Arbeit, Weltwirtschaft

Arbeitskräftemobilität in Europa: Macht der Euro mobil?

25.09.2014 | HWWI Update | von Christina Boll, Julian Sebastian Leppin

In einer gemeinsamen Studie mit Berenberg hat das HWWI die Wanderungsströme in Europa in den Krisenjahren untersucht. Das Ergebnis zeigt: Die Menschen gehen nach wie vor dorthin, wo die Jobs sind. Auf die gemeinsame Währung kommt es dafür nicht an. Allerdings haben sich die Wanderungsströme unter der Krise gedreht.

In den vergangenen Jahren haben sich die grenzüberschreitenden Wanderungsströme erheblich verändert. Allerdings hat die gemeinsame Währung Euro der Mobilität innerhalb des Währungsraumes bisher keinen direkten und sichtbaren Schub verliehen. Stattdessen hat die Euro-Krise vor allem die Wanderungsströme aus den neuen mittel- und osteuropäischen Mitgliedsstaaten der Europäischen Union (EU) umgelenkt. Statt nach Spanien, Irland und Italien gehen Arbeitskräfte aus diesen Beitrittsländern jetzt in andere Länder Europas. Teilweise sind mittel- und osteuropäische Arbeitnehmer sogar aus den Euro-Krisenländern in ihre Heimatländer zurückgekehrt oder in andere europäische Staaten weitergewandert. Zudem wandern aus der Euro-Peripherie auch immer mehr Einheimische in die europäischen Kernländer ab. Allein nach Deutschland sind im Jahr 2012 rund 349.000 Personen aus der EU-27 eingewandert, davon rund 217.000 Personen aus den neuen Mitgliedsstaaten (NMS-12). Die Wanderungsbereitschaft von jungen, gut ausgebildeten Europäern scheint innerhalb der EU zuzunehmen. Betrachtet man die Mobilität von Arbeitskräften zwischen 2009 und 2012, sind die Binnenwanderungen in der EU-27 in diesem Zeitraum um rund 20 % gestiegen. In Deutschland haben die Zuwanderungen insgesamt im genannten Vierjahreszeitraum um 71 %, aus der EU-27 sogar um 108 % zugenommen.

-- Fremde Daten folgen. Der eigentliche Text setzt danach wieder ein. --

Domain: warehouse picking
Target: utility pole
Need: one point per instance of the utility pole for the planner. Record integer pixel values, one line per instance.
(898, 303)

Die Krise schlägt sich nicht nur in den Einwanderungszahlen, sondern auch in den Wanderungssalden nieder: Die Entwicklung der Nettomigrationsraten zeigt die heterogene Entwicklung der Wanderungsströme in Europa. Aus vormals beliebten Einwanderungsländern sind zum Teil sogar Nettoauswanderungsländer geworden. Die Grafik auf Seite 1 stellt die Nettomigrationsraten und Erwerbslosenquoten der Euroländer 2007 im Vergleich mit 2012 dar.1 In den am stärksten von der Krise betroffenen Euroländern sind die Nettoeinwanderungsraten deutlich rückläufig beziehungsweise haben sich sogar in Nettoauswanderungsraten verkehrt.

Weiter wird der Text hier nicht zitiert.